A fonte física desse atraso é quase sempre a mesma: ferramentas aparafusadas, calçadas ou fixadas diretamente na torre ou no cabeçote móvel, sem superfície de referência repetível. Cada remoção força uma nova medição completa. Existem duas categorias de hardware especificamente para remover essa etapa: hastes de ferramentas modulares que separam a cabeça de corte da interface de montagem, e sistemas de localização cônicos que permite que um acessório ou bloco de ferramenta inteiro seja retirado e reinstalado dentro de alguns mícrons de sua posição anterior.

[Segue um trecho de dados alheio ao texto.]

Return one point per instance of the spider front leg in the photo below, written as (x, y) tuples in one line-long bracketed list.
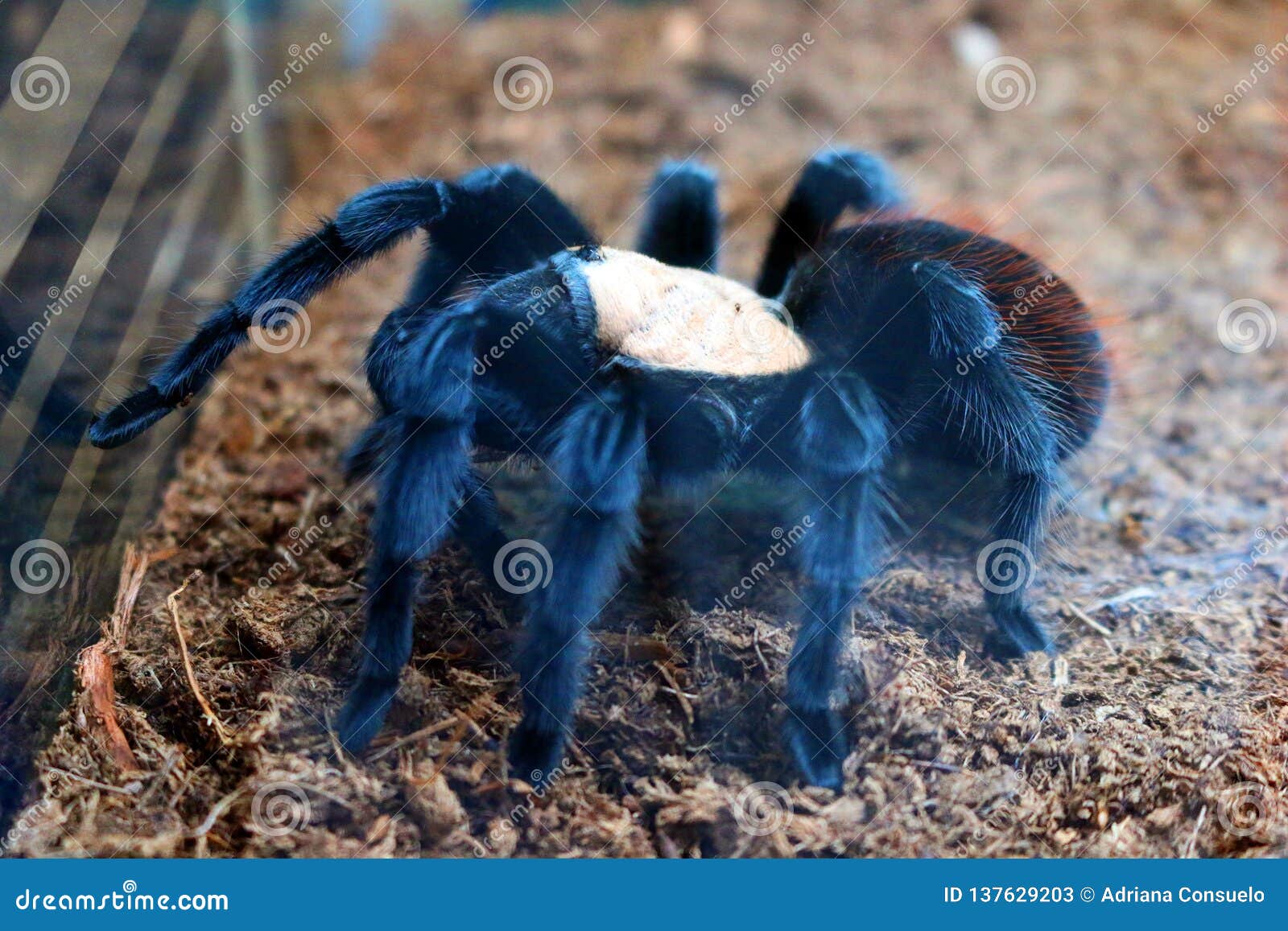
[(843, 443), (598, 460), (682, 220), (422, 487)]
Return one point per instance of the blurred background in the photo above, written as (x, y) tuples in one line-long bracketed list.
[(152, 151)]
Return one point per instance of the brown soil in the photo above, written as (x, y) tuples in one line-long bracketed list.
[(1161, 733)]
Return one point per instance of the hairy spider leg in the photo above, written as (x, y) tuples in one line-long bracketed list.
[(843, 444), (598, 454), (831, 183), (682, 219), (500, 220), (422, 488), (365, 227)]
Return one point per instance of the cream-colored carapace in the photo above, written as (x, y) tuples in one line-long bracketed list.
[(686, 319)]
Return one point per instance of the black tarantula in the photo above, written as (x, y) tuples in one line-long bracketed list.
[(523, 335)]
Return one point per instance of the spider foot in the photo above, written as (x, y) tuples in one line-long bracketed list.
[(1022, 632), (365, 712), (536, 753), (818, 742)]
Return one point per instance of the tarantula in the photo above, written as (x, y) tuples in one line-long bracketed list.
[(622, 371)]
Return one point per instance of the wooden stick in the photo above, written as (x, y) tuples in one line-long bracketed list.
[(173, 603)]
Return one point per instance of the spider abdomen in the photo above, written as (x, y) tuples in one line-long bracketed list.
[(1038, 325)]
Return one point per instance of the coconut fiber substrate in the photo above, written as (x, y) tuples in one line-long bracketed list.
[(200, 724)]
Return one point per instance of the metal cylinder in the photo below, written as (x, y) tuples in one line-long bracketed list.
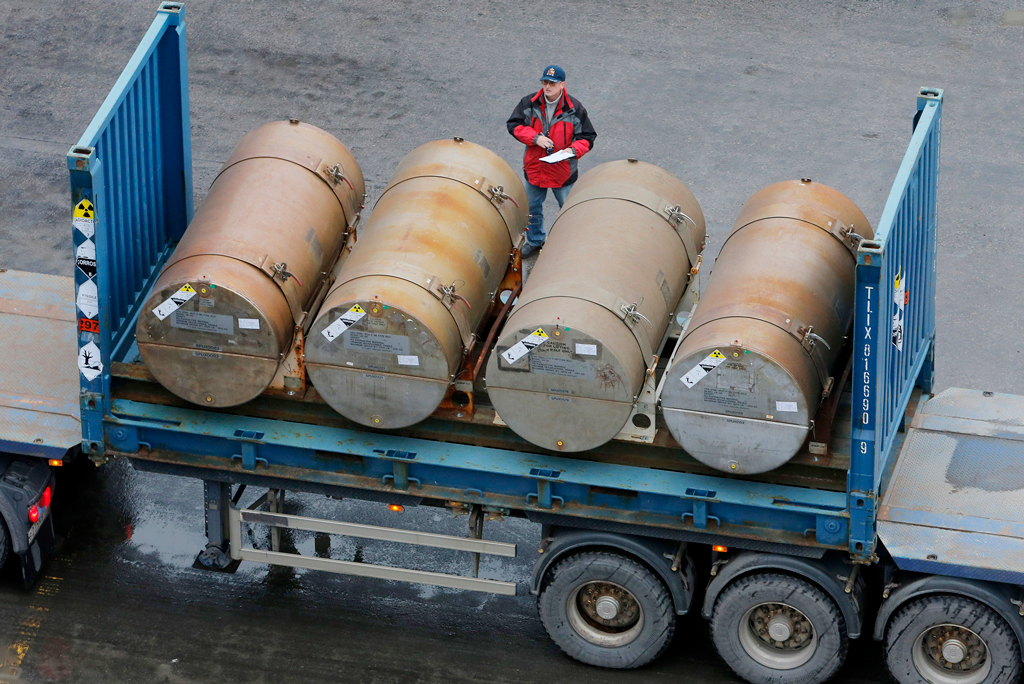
[(407, 304), (225, 307), (757, 357), (598, 302)]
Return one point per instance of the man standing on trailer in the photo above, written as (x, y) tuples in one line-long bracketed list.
[(549, 122)]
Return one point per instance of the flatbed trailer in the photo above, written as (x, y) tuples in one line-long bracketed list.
[(892, 493)]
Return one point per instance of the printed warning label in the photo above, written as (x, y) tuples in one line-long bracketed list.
[(564, 368), (84, 218), (388, 344), (88, 299), (524, 346), (900, 299), (85, 258), (174, 301), (89, 362), (700, 371), (344, 322), (200, 322)]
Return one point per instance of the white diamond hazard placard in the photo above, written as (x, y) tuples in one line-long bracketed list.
[(88, 299), (700, 371), (174, 301), (88, 360), (344, 322), (524, 346)]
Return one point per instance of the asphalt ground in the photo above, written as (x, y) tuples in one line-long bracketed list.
[(729, 96)]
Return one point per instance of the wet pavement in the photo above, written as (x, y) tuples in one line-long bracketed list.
[(121, 603), (730, 97)]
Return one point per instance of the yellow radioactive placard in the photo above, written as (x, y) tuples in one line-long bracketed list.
[(84, 209)]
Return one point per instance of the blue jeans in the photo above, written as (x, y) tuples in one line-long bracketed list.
[(535, 228)]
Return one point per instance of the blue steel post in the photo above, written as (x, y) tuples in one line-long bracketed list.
[(131, 197), (894, 323)]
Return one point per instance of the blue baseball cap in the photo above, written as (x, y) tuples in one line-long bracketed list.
[(554, 73)]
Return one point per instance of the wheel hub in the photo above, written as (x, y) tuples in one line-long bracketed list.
[(607, 605), (780, 627), (954, 649)]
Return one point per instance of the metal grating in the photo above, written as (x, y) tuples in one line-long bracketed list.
[(133, 164), (885, 369)]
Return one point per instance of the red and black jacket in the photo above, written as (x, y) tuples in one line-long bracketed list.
[(570, 127)]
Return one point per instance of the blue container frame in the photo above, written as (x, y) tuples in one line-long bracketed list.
[(885, 376), (134, 164)]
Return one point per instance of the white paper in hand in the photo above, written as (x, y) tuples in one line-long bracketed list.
[(558, 156)]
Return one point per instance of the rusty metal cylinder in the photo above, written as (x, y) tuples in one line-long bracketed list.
[(251, 264), (758, 355), (406, 307), (599, 300)]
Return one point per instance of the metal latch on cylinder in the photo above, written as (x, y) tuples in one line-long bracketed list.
[(498, 196), (280, 269), (809, 342), (335, 175)]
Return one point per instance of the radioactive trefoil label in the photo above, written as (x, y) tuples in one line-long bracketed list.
[(89, 361), (88, 299), (84, 218), (900, 299), (344, 322), (174, 302), (700, 371), (524, 346)]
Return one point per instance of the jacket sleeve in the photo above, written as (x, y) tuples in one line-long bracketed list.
[(584, 136), (519, 127)]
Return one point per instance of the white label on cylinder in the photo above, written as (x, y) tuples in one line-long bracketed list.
[(174, 301), (346, 321), (524, 346), (700, 371)]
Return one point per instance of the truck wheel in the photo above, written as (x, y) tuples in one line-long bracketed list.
[(950, 640), (775, 629), (606, 609), (4, 543)]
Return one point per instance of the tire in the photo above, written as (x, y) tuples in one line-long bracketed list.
[(815, 642), (961, 625), (577, 593), (4, 543)]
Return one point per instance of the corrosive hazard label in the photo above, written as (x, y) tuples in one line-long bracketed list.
[(524, 346), (174, 301), (83, 217), (698, 372), (85, 258), (346, 321)]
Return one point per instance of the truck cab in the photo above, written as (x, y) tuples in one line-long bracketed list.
[(40, 428)]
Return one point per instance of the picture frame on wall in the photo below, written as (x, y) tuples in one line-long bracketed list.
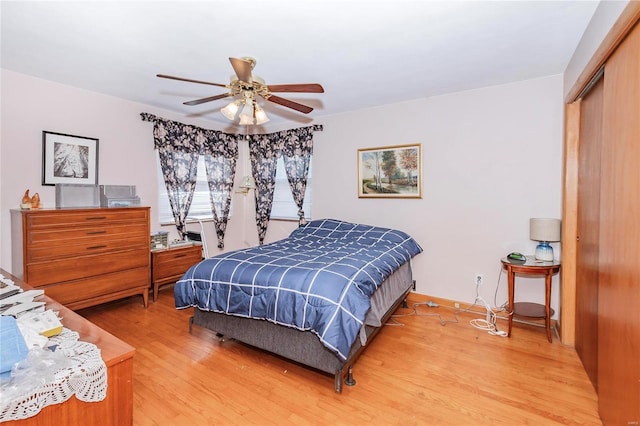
[(69, 159), (390, 172)]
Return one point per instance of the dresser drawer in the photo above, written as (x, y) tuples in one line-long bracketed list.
[(72, 293), (59, 236), (86, 246), (43, 273)]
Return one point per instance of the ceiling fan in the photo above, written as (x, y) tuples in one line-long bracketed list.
[(248, 87)]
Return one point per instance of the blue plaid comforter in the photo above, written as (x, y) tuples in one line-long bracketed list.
[(320, 279)]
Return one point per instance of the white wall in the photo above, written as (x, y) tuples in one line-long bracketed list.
[(492, 159)]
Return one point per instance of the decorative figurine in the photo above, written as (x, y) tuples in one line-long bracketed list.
[(26, 201), (35, 201)]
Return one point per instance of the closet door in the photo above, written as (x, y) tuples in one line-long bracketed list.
[(588, 230), (619, 291)]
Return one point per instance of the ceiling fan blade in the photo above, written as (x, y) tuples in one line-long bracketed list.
[(300, 88), (242, 69), (190, 80), (209, 99), (290, 104)]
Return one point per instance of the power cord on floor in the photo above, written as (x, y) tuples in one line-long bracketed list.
[(488, 324)]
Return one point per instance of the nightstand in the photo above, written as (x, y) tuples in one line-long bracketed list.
[(531, 267), (169, 264)]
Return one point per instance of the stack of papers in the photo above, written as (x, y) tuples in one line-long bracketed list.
[(29, 313)]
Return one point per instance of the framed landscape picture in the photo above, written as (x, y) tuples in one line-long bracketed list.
[(69, 159), (390, 172)]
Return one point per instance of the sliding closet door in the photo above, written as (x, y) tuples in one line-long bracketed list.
[(619, 291), (588, 230)]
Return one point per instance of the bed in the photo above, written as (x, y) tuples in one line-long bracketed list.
[(316, 297)]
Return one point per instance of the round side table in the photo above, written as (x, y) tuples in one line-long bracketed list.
[(531, 267)]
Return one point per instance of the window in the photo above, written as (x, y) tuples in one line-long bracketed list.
[(200, 205), (283, 205)]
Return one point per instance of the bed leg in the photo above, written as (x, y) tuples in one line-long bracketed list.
[(349, 381)]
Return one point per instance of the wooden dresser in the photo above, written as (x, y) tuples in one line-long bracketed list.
[(117, 407), (83, 257)]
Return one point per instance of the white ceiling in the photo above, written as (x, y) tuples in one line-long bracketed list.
[(364, 53)]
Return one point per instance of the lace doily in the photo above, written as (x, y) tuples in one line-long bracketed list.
[(46, 378)]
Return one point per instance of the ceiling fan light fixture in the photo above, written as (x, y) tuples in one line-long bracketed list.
[(261, 116), (231, 110), (246, 116)]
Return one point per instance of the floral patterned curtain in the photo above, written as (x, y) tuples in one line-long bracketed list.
[(264, 153), (297, 147), (220, 156), (296, 153), (179, 146)]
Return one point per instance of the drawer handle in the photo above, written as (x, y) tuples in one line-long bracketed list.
[(96, 247)]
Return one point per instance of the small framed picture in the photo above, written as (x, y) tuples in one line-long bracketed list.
[(390, 172), (69, 159)]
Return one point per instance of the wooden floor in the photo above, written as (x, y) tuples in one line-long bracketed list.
[(417, 373)]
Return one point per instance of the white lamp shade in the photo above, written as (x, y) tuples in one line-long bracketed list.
[(246, 116), (544, 229), (261, 116), (231, 110)]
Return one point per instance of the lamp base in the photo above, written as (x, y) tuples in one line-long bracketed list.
[(544, 252)]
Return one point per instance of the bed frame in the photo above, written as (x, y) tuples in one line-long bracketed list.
[(305, 347)]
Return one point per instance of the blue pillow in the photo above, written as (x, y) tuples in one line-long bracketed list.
[(13, 349)]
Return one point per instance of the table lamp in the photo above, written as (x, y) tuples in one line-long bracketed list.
[(544, 230)]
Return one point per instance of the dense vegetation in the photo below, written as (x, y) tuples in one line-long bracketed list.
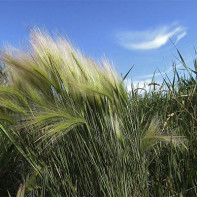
[(69, 127)]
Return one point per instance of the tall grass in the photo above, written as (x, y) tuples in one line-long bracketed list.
[(70, 128)]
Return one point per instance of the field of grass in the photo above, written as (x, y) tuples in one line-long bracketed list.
[(69, 127)]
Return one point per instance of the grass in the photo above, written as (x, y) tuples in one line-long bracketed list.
[(69, 127)]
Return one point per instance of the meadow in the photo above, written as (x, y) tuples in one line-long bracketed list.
[(70, 127)]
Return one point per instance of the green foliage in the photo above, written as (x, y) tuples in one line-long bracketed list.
[(70, 128)]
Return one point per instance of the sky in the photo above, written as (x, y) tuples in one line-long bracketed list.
[(139, 33)]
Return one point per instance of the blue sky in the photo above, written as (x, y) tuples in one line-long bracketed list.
[(126, 32)]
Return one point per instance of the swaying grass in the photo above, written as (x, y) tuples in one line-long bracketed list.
[(70, 128)]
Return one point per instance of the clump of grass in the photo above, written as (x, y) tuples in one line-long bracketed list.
[(78, 132)]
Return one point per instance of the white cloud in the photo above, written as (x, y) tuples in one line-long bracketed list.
[(150, 39)]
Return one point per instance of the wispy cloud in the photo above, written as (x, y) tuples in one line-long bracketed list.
[(157, 74), (150, 39)]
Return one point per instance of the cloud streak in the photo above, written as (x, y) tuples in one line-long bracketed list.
[(150, 39)]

A ideia central por trás de um série de haste de ferramenta de troca rápida é simples: a pastilha de corte fica em uma pequena unidade principal, e essa unidade principal é localizada em uma haste de base fixa por meio de um acoplamento serrilhado ou em cauda de andorinha, preso com um único parafuso de fixação ou alavanca. A haste da base nunca sai do compartimento da torre. Somente o conjunto do cabeçote se move.
Isto é importante por três razões práticas. Primeiro, a altura da ferramenta e os deslocamentos da linha central são definidos uma vez na haste base e mantidos em cada troca de cabeçote, porque a geometria do acoplamento se repete com uma tolerância restrita, em vez de depender da força com que o operador aperta um parafuso de montagem. Em segundo lugar, uma troca de pastilha não exige mais a retirada de todo o suporte da torre, portanto não há nada para re-clock ou re-quadramento. Terceiro, os itens de desgaste e as geometrias especiais podem ser pré-configurados em uma bancada, fora da máquina, enquanto o torno continua executando um trabalho diferente.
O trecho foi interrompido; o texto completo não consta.